Una década de conflicto en Nigeria contra esos integristas destruyó millares de viviendas y otros tipos de instalaciones ciudadanas, así como dependencias civiles y oficiales, pero fuentes oficiales afirmaron que más de mil 370 combatientes de Boko Haram se rindieron a las tropas de la Operación Lafiya Dole.

‘La crisis de Boko Haram ha devastado la economía regional, el crecimiento económico ha disminuido drásticamente e incluso ha puesto en riesgo la capacidad de los países para pagar su sueldo a los miembros de las fuerzas de seguridad y a los funcionarios’, precisó en un análisis de coyuntura Alberto Morales González, otro experto del GESI.

Alrededor de 22 mil nigerianos se reportaron como desaparecidos en el curso de esos enfrentamientos con el grupo radical en el noreste de Nigeria, y del cual se conoce que se le separó una facción, el Estado Islámico en África Occidental (ISWA), ahora muy activa.

En 2019 el Ejército nigeriano y sus aliados avanzaron en la neutralización de actos vandálicos, incrementaron sus ataques en la sierra de Sambisa, el principal bastión de los fundamentalistas, y redujeron las posibilidades de estos de retomar zonas como Gwoza y Bama, que antes la secta terrorista nombró sucursales del neocalifato.

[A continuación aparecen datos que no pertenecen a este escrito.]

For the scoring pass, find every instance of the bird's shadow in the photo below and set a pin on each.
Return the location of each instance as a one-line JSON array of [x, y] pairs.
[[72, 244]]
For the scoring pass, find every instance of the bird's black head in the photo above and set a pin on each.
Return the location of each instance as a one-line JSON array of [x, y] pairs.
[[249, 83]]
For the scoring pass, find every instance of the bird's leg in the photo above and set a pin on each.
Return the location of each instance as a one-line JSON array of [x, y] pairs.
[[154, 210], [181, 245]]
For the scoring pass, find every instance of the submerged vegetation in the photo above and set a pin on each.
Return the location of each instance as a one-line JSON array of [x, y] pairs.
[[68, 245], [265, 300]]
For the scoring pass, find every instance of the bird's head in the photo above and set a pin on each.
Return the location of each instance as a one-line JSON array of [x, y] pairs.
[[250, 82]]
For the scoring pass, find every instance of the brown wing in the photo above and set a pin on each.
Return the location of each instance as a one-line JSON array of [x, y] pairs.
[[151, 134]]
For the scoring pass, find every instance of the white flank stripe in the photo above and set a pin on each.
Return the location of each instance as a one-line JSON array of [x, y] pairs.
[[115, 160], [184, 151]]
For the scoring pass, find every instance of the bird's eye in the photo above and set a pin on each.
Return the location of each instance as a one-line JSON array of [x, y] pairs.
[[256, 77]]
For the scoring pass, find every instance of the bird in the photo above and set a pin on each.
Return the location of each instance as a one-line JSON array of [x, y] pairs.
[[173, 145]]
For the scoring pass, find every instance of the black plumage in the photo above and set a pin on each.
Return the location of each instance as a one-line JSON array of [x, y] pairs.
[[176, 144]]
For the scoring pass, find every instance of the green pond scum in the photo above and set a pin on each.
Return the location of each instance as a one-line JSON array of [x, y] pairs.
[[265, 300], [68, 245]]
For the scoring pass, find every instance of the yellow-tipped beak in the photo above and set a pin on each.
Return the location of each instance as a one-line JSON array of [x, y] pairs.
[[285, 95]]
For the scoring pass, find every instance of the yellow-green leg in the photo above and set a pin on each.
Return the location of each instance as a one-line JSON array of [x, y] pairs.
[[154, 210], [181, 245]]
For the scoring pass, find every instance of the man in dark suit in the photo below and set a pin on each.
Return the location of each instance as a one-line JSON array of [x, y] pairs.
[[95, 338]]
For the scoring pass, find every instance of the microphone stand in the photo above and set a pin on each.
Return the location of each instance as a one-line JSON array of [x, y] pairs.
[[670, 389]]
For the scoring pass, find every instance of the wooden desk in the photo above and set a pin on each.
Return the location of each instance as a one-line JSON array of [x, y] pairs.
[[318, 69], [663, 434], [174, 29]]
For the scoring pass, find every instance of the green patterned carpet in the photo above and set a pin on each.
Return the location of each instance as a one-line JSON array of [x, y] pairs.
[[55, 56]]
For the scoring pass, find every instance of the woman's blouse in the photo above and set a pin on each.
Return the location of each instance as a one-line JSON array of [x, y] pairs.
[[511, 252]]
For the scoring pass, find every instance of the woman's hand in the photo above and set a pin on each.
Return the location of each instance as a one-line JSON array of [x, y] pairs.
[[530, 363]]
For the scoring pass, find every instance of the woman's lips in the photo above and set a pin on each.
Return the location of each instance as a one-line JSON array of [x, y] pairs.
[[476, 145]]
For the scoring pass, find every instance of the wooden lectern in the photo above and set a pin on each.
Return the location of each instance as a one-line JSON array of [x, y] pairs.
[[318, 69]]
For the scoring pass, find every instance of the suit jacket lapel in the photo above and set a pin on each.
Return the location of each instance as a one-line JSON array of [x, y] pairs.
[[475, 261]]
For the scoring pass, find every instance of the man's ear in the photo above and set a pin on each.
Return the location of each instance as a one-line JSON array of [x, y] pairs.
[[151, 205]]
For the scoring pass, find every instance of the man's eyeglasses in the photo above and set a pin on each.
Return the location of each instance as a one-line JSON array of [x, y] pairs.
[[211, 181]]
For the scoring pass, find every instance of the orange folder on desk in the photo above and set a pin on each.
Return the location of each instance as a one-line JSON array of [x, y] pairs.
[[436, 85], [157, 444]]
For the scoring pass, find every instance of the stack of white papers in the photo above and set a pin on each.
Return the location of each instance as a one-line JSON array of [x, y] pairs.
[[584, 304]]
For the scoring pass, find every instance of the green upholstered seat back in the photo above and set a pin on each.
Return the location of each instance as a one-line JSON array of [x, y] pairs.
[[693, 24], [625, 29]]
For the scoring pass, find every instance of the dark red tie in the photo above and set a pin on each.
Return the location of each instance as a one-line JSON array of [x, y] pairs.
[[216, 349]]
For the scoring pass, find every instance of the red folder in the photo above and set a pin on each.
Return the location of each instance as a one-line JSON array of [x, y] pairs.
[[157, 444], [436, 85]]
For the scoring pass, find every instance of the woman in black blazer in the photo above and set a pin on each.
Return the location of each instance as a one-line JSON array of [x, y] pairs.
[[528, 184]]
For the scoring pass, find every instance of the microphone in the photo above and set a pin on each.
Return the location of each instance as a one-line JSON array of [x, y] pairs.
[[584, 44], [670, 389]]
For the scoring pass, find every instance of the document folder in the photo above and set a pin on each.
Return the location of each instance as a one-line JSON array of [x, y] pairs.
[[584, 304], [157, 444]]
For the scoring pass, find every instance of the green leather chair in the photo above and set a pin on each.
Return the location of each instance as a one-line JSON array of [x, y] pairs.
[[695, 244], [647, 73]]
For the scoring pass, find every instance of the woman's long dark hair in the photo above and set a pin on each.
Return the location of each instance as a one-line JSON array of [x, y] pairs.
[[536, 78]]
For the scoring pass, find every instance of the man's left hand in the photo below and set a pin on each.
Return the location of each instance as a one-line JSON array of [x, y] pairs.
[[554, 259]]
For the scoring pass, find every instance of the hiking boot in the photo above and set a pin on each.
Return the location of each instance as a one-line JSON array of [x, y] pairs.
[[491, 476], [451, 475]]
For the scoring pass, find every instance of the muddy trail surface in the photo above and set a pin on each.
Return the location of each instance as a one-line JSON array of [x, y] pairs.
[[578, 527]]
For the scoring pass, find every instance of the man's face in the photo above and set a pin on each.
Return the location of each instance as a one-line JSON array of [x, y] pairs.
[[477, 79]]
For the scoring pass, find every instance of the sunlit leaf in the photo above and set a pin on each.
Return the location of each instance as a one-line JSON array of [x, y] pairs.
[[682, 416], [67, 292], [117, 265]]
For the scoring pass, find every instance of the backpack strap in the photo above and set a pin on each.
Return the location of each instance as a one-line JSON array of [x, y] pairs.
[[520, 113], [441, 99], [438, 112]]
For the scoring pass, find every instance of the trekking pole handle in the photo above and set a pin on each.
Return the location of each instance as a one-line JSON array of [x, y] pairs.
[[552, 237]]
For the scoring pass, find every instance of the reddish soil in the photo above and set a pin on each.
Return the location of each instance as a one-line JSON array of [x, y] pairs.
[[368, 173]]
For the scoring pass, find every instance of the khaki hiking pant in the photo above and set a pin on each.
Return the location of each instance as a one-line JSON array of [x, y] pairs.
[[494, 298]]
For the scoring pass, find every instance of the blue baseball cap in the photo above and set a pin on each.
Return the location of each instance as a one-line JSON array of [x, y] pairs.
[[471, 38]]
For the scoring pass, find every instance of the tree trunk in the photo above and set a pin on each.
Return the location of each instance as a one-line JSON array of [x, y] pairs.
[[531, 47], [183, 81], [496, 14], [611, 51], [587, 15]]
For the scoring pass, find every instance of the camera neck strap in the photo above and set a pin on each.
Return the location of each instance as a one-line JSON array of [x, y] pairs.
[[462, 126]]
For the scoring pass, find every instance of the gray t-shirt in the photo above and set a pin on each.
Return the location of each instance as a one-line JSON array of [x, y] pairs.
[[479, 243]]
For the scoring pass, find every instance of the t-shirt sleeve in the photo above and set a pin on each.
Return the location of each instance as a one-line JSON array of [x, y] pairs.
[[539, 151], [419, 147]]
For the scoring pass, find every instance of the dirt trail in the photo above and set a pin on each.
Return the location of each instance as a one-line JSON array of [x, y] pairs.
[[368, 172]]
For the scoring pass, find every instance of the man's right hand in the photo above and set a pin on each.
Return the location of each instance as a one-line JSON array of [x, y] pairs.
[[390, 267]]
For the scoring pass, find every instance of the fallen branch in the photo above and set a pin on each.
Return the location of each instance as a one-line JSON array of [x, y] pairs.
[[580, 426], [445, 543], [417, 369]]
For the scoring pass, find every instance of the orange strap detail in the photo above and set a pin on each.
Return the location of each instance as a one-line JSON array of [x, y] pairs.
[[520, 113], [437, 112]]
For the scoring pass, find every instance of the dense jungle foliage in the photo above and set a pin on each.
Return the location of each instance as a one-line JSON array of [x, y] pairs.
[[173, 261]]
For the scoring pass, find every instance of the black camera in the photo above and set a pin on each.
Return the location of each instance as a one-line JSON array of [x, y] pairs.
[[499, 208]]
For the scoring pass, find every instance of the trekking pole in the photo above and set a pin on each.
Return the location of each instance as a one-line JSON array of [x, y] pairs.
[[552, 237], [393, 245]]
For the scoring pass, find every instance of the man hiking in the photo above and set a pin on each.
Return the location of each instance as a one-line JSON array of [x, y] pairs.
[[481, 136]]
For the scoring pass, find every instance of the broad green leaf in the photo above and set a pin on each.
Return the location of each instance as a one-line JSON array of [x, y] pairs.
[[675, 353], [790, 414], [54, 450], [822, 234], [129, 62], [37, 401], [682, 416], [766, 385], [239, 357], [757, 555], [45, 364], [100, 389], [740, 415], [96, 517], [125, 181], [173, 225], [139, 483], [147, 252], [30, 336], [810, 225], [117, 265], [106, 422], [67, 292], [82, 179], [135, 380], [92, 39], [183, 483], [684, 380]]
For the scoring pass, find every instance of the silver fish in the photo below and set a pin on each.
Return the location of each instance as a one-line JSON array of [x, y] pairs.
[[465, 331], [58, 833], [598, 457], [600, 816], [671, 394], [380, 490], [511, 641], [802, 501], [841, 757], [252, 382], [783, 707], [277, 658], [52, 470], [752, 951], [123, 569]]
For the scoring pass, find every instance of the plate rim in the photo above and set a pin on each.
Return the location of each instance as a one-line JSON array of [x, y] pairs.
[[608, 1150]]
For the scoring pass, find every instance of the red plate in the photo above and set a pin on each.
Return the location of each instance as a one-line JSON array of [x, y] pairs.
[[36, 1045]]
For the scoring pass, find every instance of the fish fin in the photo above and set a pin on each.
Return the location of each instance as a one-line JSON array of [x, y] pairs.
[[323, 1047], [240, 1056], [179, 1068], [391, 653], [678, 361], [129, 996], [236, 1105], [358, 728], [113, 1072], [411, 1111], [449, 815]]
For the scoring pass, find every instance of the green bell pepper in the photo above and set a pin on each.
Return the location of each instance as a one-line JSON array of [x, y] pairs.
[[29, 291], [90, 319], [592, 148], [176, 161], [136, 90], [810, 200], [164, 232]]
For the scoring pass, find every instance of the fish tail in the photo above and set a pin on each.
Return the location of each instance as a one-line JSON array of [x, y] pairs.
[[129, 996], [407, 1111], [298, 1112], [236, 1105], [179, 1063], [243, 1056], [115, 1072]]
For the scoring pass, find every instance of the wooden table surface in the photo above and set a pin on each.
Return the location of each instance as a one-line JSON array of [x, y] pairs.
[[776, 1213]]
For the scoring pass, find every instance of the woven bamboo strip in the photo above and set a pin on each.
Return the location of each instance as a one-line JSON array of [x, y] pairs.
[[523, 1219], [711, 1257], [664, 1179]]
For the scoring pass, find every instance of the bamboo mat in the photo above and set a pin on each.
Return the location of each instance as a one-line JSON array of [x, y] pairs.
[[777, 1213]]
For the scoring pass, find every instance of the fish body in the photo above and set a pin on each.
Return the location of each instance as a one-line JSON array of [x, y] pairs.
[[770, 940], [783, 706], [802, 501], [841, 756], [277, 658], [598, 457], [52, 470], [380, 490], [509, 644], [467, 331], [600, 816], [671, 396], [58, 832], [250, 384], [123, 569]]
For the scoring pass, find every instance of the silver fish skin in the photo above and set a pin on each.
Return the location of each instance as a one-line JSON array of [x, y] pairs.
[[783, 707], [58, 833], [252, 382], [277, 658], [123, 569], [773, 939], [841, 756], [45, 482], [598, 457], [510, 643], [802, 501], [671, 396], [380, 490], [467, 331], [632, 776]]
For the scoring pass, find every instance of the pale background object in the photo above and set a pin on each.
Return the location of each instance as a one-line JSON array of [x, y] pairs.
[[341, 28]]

Respecto a la Mnjtf, el doctor Guerrero entiende que: ‘Si bien ha cosechado importantes éxitos en su lucha contra BokoHaram, es difícil hablar todavía de una victoria total, aunque sí ha logrado arrinconar al movimiento’.

El presidente de Nigeria, Muhammadu Buhari, compartió el criterio del avance, al referir que las fuerzas de Nigeria infligieron una derrota sustancial a la secta extremista, pero subrayó que la paz y la estabilidad del país no se negocian, por lo cual las agencias de seguridad deben seguir ejecutando su labor antiterrorista en forma diligente.

No obstante esas consideraciones, se destaca que desde el primer cuatrimestre del año el grupo armado incrementó sus ataques en Diffa, en el sudeste de Níger, una región donde tanto soldados como la población civil fueron objeto de agresiones en una extensión del escenario del radicalismo.

Esa expansión genera un problema, si no irreversible, muy difícil de resolver: el drama de los desplazados por la violencia terrorista y que este año incidió gravemente en los países de la cuenca del lago Chad (Nigeria, Níger, Camerún y Chad), asociados militarmente en la Fuerza Multinacional Conjunta de Seguridad.